American Eagle Outfitters Inc. is either looking at a big market shift or just a big style miss as it heads into the important second half of the year, and management at the South Side teen clothing retailer hopes it is ready for either scenario.
The company's shares fell almost 10 percent Wednesday to close at $14.76, down $1.62, after American Eagle lowered third-quarter projections and said it has revamped its merchandise for the last part of the back-to-school quarter as well as for the entire holiday quarter. A few weeks earlier, it had lowered second-quarter projections, triggering concerns about the whole teen retailer segment.
For the three months ended Aug. 3, American Eagle reported net income of $19.6 million, or 10 cents per share, compared to $19 million, or 10 cents a share, a year ago. Sales at stores open at least a year fell 7 percent in second quarter, and total revenue was down 2 percent to $727 million, compared to $740 million during the same period a year ago.
Things were gloomy enough this summer that the company cut expenses by roughly $10 million and delayed some capital spending on things like new stores, remodels and upgraded technology.
For the third quarter, American Eagle is now projecting earnings in the range of 14 to 16 cents per share. Analysts polled by Thomson Financial had been looking for 35 cents per share.
CEO Robert Hanson, on a conference call with analysts Wednesday, said the company did not deliver enough innovation and value in some of its core areas, such as women's denim, but it also didn't help that the competition has been offering discounts and that its teen client base is having a harder time getting jobs.
"The environment has been extremely challenging," Mr. Hanson said.

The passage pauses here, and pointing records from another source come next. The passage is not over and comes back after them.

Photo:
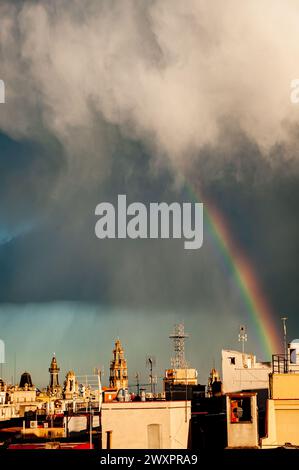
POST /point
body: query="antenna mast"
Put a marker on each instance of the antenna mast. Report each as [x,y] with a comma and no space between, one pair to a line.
[179,336]
[242,337]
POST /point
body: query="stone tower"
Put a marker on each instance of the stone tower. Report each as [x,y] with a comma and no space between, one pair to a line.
[70,385]
[54,388]
[118,368]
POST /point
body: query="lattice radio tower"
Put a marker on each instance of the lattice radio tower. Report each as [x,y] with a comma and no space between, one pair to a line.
[179,336]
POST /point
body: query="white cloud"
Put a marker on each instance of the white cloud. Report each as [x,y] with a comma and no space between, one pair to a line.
[165,71]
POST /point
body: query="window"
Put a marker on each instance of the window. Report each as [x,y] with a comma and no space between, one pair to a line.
[240,410]
[154,436]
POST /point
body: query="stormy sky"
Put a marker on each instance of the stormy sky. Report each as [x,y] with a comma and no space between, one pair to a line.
[143,98]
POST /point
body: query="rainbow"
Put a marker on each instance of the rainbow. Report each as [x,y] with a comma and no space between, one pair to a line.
[257,306]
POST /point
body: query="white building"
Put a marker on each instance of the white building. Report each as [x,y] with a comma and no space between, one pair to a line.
[146,425]
[241,371]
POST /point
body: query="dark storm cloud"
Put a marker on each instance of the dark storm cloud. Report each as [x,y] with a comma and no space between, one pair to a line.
[113,98]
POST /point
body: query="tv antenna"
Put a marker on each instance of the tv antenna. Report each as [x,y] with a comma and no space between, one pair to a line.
[151,362]
[242,337]
[179,336]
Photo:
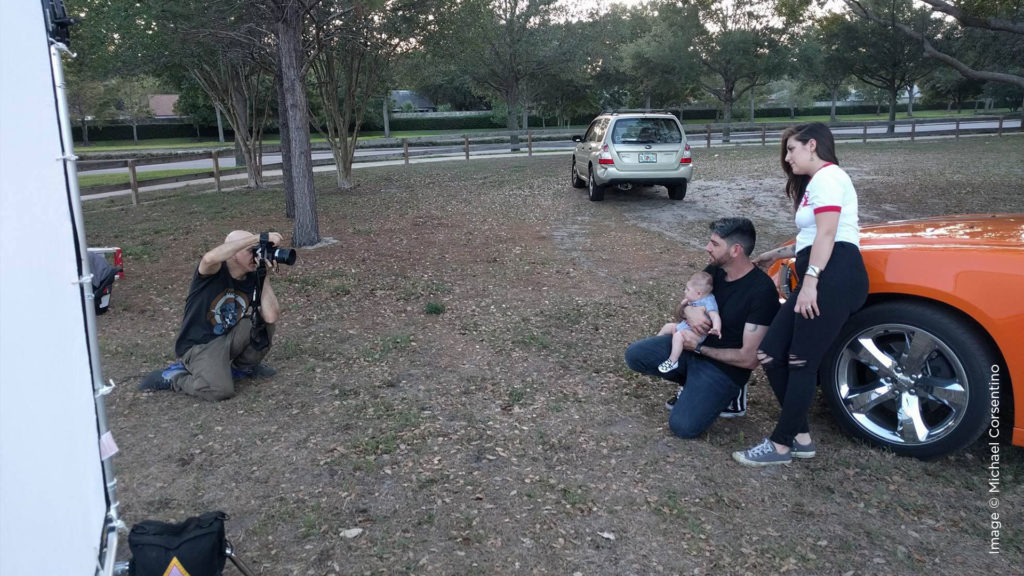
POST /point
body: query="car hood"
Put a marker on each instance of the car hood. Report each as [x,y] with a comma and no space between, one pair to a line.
[996,231]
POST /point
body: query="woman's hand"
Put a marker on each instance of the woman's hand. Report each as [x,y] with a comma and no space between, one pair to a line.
[807,299]
[764,259]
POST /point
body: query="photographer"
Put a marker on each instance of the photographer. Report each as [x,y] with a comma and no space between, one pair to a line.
[228,321]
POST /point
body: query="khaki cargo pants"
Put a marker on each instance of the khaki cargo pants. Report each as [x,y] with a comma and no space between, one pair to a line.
[209,365]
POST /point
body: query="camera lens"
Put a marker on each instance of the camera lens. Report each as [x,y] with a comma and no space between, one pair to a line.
[284,255]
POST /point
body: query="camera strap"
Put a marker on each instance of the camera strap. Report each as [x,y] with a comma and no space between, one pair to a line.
[258,337]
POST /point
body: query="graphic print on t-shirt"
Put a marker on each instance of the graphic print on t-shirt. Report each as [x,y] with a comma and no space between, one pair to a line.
[226,310]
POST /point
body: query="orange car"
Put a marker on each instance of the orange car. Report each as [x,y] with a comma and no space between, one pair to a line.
[935,359]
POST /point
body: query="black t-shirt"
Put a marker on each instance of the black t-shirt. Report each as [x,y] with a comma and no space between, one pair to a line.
[215,304]
[751,299]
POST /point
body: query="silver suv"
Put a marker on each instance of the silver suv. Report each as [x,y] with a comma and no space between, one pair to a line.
[627,149]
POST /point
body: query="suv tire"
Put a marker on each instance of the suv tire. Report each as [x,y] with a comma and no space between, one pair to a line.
[596,192]
[677,192]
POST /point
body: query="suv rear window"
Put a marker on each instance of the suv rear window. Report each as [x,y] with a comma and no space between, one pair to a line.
[646,130]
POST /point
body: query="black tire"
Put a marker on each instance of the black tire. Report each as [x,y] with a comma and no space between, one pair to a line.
[866,386]
[574,176]
[596,192]
[677,192]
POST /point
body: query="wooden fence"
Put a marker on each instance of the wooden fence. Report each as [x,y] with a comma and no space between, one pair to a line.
[525,141]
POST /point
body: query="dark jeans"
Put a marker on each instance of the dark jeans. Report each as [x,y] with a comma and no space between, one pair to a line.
[707,391]
[842,290]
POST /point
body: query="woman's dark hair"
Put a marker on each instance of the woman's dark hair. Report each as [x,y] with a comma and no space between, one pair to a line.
[796,184]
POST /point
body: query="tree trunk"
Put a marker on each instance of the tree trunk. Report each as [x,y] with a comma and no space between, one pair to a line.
[220,124]
[299,166]
[892,112]
[286,148]
[727,118]
[511,122]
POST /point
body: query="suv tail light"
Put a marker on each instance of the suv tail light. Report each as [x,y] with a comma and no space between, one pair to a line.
[686,159]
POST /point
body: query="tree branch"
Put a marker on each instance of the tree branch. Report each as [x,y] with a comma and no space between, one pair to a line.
[934,53]
[975,22]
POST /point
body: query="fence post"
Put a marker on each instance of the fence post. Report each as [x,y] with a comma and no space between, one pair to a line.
[216,168]
[133,178]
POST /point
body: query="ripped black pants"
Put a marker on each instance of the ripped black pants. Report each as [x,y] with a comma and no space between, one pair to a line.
[797,345]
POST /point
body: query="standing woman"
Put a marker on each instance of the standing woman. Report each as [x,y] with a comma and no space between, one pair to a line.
[834,285]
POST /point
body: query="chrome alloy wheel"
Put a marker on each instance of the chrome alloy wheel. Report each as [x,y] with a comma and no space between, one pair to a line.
[901,384]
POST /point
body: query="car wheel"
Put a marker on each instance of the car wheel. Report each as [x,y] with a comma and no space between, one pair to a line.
[911,377]
[577,180]
[596,192]
[677,192]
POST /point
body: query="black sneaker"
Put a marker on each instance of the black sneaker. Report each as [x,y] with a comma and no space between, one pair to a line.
[737,407]
[671,403]
[162,379]
[252,372]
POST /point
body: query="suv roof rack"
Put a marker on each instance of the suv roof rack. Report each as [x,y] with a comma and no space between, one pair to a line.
[637,111]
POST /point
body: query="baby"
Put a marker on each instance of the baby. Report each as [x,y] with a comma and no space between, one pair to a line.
[697,294]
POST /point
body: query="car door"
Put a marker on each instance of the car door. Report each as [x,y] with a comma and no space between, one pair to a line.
[647,145]
[585,148]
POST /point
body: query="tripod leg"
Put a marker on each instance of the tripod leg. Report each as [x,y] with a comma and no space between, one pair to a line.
[243,568]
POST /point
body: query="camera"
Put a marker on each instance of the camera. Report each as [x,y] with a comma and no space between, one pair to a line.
[266,251]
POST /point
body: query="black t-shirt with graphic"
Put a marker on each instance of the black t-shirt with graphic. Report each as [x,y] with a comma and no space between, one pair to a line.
[751,299]
[214,306]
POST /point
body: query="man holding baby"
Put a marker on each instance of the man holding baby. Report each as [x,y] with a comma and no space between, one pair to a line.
[713,370]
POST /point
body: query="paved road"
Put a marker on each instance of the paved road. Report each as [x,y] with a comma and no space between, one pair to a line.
[696,139]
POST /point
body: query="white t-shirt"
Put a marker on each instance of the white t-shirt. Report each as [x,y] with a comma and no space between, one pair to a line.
[828,191]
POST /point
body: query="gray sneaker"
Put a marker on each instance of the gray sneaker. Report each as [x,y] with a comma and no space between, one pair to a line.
[799,450]
[763,454]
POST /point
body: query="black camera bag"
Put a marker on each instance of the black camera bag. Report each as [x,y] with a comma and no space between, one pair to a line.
[198,545]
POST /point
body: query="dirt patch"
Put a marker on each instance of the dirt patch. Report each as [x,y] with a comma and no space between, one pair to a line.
[505,435]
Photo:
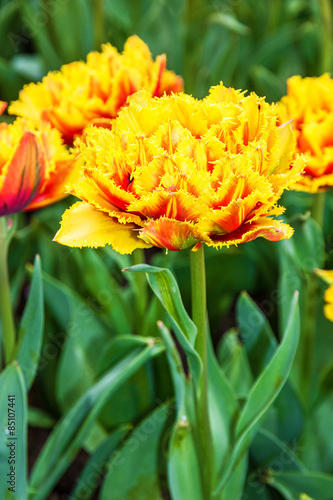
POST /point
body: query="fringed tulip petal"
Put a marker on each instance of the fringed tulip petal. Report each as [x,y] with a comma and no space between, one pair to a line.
[80,92]
[85,226]
[309,105]
[269,229]
[170,234]
[22,177]
[181,172]
[35,167]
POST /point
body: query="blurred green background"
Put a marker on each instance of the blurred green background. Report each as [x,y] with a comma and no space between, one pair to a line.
[249,44]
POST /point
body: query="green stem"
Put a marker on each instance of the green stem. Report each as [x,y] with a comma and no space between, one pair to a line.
[6,313]
[141,288]
[98,23]
[327,36]
[199,316]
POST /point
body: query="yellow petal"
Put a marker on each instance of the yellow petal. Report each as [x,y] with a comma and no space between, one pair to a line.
[170,234]
[84,226]
[328,308]
[269,229]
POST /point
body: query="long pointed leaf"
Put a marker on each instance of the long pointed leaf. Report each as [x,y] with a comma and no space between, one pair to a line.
[31,327]
[71,431]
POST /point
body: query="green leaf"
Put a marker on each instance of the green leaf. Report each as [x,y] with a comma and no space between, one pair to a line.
[134,398]
[235,485]
[256,333]
[229,22]
[133,472]
[95,467]
[85,337]
[233,359]
[270,451]
[31,328]
[314,484]
[223,409]
[13,448]
[183,465]
[166,289]
[71,431]
[260,343]
[264,391]
[39,418]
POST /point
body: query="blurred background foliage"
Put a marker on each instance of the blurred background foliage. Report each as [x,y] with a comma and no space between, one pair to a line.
[254,45]
[249,44]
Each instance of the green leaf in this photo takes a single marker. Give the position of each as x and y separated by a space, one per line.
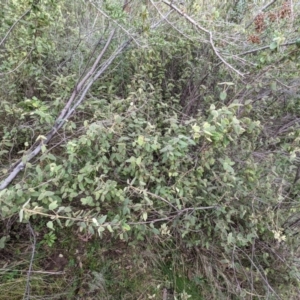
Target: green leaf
273 45
126 227
53 205
50 225
145 216
223 95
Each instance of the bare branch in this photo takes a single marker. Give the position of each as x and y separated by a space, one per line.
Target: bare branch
12 27
211 39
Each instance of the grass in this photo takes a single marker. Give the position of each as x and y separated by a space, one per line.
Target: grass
94 269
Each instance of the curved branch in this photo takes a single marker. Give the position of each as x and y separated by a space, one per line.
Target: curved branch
211 39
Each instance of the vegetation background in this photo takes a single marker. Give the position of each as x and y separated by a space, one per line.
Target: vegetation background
149 149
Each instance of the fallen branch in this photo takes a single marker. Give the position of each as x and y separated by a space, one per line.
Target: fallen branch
211 39
82 88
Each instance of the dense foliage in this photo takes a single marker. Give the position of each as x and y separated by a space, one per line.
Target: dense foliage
190 137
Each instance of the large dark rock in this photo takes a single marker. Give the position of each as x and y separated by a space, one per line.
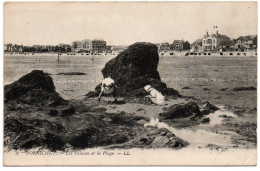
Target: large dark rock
182 111
36 116
34 88
134 68
35 80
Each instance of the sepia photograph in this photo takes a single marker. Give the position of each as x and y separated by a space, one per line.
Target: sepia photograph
130 83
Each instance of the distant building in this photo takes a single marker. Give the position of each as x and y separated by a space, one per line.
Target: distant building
178 44
197 46
77 46
8 47
212 42
164 46
246 42
118 48
98 45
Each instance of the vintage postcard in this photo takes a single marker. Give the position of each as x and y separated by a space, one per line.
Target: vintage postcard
130 83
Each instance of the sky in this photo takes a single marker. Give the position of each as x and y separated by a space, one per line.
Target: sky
124 23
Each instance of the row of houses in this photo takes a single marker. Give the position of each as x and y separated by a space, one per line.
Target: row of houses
88 45
37 48
217 42
176 45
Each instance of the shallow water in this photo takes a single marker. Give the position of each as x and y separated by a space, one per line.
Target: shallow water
191 135
176 72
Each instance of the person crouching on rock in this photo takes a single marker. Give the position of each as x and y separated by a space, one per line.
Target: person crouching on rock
108 87
154 95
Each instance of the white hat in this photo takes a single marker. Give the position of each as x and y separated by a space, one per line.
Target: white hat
147 87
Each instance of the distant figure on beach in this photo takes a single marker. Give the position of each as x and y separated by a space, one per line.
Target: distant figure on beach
108 87
154 95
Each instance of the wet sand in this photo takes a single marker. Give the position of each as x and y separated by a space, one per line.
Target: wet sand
204 79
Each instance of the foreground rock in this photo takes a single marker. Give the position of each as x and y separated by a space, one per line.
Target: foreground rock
134 68
244 88
36 116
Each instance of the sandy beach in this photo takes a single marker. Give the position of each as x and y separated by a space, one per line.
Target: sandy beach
199 80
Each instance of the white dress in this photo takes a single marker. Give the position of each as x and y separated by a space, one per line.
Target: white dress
157 97
106 85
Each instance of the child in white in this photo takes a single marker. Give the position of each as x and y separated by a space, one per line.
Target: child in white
155 95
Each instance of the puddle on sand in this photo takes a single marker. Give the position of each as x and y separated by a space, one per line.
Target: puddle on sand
196 138
215 118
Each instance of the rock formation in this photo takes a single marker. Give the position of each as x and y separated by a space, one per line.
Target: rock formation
36 116
134 68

American Eagle is seeing sales growth through its online and mobile operations, which could eventually affect how many traditional stores it would need. A new San Francisco technology center represents an investment in attracting talent that will help position the retailer for the new developments, said Mr. Hanson, noting that the West Coast office will partner with teams in Pittsburgh and New York.
Despite the merchandising disappointments in recent months, he said the team responsible for the miss was the same one that produced good results last year and he's confident that they'll get back on track.